Here is what The Guardian has to say:
"It tells the story of two half-brothers, Bruno and Michel, both children of a libertine hippy mother who had as little as possible to do with their upbringing. Houellebecq's childhood was very similar to this; the two main characters can be seen as divergent yet related elements of his own self.

"Michel Djerzinski is a diligent, brilliant scientist who gives up his job as a researcher working on decoding genomes or whatever in order "to think". As his superior puts it: "decoding DNA, pfff . . . you decode one gene, then another and another . . . it's like following a recipe. From time to time someone comes up with better equipment and they give him the Nobel Prize. It's a joke." From which you can decipher not only that Houellebecq's cynicism is sincere and well researched, but that he can be very funny indeed. (And, in passing, that the translation would appear to be first-rate.)"
Michel is a passive, anaemic character incapable of love (or any profound emotion) who lets down all who might depend upon him. But Bruno is far worse.
"Michel's half-brother, Bruno, is a more problematic individual; where Michel has virtually no sex drive at all, Bruno is obsessed, with the unfortunate twist that for long periods of his life, he doesn't get enough. He exposes himself to a girl in the class to which he teaches literature; he is sent to a mental institution (as was Houellebecq, if not for the same reason). He goes to a hippy holiday commune, the Lieu du Changement, and the vacuity of all New Age bullshit is brilliantly attacked. ("Tantric Zen, which combined vanity, mysticism, and frottage, flourished.") Bruno is the id to Michel's ego, if you want to use specious terms."
There is a lot of Bruno in the book. Many passages describe in minute detail orgies and swinger-parties. If pornographic means 'intended to arouse' this is not that. My reaction was more that given Houellebecq's searing honesty and obsessional quest for accuracy, such people and such clubs must actually exist and, moreover, Houellebecq must be very well acquainted with them.

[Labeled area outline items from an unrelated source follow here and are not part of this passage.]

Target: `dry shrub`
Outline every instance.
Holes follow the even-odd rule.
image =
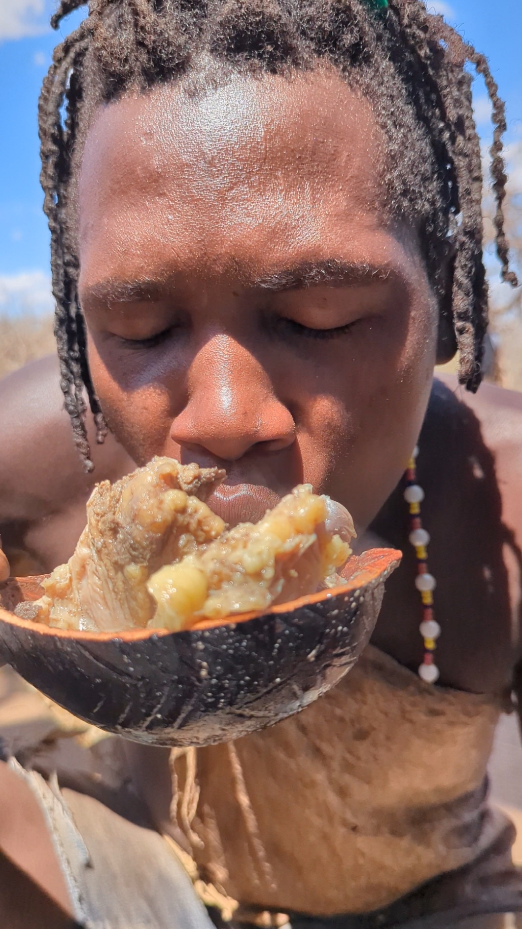
[[[0,315],[0,377],[54,351],[51,316]]]

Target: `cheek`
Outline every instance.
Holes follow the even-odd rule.
[[[125,451],[139,465],[157,454],[177,458],[177,446],[169,437],[172,392],[163,386],[162,379],[136,379],[133,386],[128,370],[120,376],[122,366],[99,352],[96,340],[90,336],[88,357],[103,414]]]
[[[402,339],[359,349],[346,346],[308,381],[299,448],[305,479],[347,506],[362,530],[398,482],[421,430],[435,364],[433,314],[412,313]]]

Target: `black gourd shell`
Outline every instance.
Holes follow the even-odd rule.
[[[228,741],[297,713],[349,671],[400,556],[372,549],[346,563],[346,586],[179,633],[93,634],[22,620],[11,610],[42,595],[42,578],[10,579],[0,586],[0,657],[106,731],[151,745]]]

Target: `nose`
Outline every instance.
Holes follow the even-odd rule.
[[[278,451],[294,442],[294,417],[268,373],[228,334],[214,335],[198,351],[187,395],[171,426],[171,438],[182,448],[202,448],[215,458],[237,461],[254,446]]]

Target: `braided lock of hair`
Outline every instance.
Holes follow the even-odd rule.
[[[85,5],[85,0],[62,0],[51,19],[53,28]],[[428,13],[422,0],[388,0],[385,11],[379,6],[370,0],[91,0],[88,16],[55,49],[39,102],[41,182],[51,231],[60,384],[87,470],[93,464],[85,393],[98,442],[107,427],[89,373],[78,301],[72,209],[77,148],[98,103],[197,72],[200,53],[228,67],[272,73],[326,60],[346,80],[359,82],[392,149],[397,139],[398,157],[388,159],[394,165],[390,209],[421,229],[441,323],[450,322],[459,351],[459,379],[476,390],[488,287],[480,143],[467,62],[483,76],[491,101],[496,250],[502,280],[515,286],[503,229],[504,105],[485,57],[441,16]],[[408,145],[401,148],[406,137]]]

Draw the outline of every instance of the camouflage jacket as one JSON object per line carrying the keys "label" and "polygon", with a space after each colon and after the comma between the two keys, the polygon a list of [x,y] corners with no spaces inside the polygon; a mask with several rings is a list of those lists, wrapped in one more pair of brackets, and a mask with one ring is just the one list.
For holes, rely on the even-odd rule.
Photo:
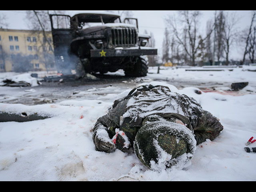
{"label": "camouflage jacket", "polygon": [[180,120],[194,133],[197,144],[214,139],[223,129],[219,120],[193,98],[172,92],[167,87],[150,85],[134,88],[127,96],[115,101],[108,114],[98,119],[93,140],[100,129],[105,129],[112,138],[118,129],[125,133],[133,146],[143,120],[154,115]]}

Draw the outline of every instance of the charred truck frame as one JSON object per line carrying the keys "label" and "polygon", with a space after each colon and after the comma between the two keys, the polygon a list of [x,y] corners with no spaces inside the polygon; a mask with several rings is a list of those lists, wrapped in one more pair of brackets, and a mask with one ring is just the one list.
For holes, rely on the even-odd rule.
{"label": "charred truck frame", "polygon": [[[122,69],[127,76],[146,76],[145,56],[157,54],[157,49],[146,46],[150,36],[138,34],[137,19],[122,23],[118,15],[101,13],[50,17],[56,66],[63,74],[75,69],[82,76]],[[131,20],[136,26],[125,23]]]}

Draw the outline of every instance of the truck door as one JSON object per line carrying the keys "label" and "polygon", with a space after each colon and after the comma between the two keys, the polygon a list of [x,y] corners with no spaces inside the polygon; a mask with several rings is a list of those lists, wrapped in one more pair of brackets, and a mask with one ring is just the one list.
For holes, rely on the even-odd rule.
{"label": "truck door", "polygon": [[74,56],[70,51],[74,30],[70,26],[71,17],[66,15],[50,15],[54,48],[55,63],[58,72],[70,74],[74,69]]}

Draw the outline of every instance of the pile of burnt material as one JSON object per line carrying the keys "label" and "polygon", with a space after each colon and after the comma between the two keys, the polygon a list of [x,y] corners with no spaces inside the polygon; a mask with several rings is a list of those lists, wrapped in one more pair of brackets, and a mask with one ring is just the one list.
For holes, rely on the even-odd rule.
{"label": "pile of burnt material", "polygon": [[232,91],[238,91],[248,85],[248,82],[241,82],[234,83],[231,84],[231,89]]}

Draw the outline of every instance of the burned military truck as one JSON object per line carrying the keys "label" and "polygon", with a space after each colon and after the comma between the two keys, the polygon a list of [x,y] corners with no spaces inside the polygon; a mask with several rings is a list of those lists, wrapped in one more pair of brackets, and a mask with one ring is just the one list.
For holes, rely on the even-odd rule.
{"label": "burned military truck", "polygon": [[[157,49],[146,46],[150,37],[138,34],[137,19],[122,23],[118,15],[101,13],[50,17],[56,66],[63,74],[75,69],[82,76],[122,69],[127,76],[145,76],[145,56],[157,54]],[[126,23],[131,20],[136,24]]]}

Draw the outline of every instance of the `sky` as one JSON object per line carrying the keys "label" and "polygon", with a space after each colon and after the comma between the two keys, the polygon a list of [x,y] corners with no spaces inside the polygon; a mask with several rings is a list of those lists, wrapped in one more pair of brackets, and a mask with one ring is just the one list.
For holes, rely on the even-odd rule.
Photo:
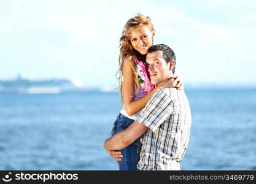
{"label": "sky", "polygon": [[256,86],[255,1],[0,0],[0,79],[117,86],[119,38],[141,13],[191,85]]}

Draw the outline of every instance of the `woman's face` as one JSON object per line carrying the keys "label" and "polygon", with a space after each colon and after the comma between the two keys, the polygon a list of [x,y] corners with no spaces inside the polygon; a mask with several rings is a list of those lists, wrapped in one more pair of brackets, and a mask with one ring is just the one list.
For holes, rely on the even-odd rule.
{"label": "woman's face", "polygon": [[144,26],[133,30],[130,40],[134,49],[142,55],[145,55],[149,48],[153,45],[153,36],[150,29]]}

I think I must have led a very sheltered life.

As The Guardian concludes,
"There is not too much doubt that Houellebecq is an unpleasant person. "
He is however, an astonishingly good writer. Yet still I ponder what this novel is really about. The Guardian again:
"This is a bold and unsettling portrait of a society falling apart: the rage that both left and right, the piously religious as well as the humanists, have expressed towards Houellebecq is pretty much the rage of Caliban seeing his face in the glass."
But outside the ranks of the marginalised, déclassé intellectuals which Houellebecq so brutally chronicles, has human nature really become as comprehensively atomised and dissociated as Atomised suggests? Would this even be possible? The novel sprawls and build to an unlikely conclusion but it seems most interested in the characters of the two grotesques - Bruno and Michel.

I'm with Houellebecq's mother: this is the author working off his resentment at his rubbish childhood.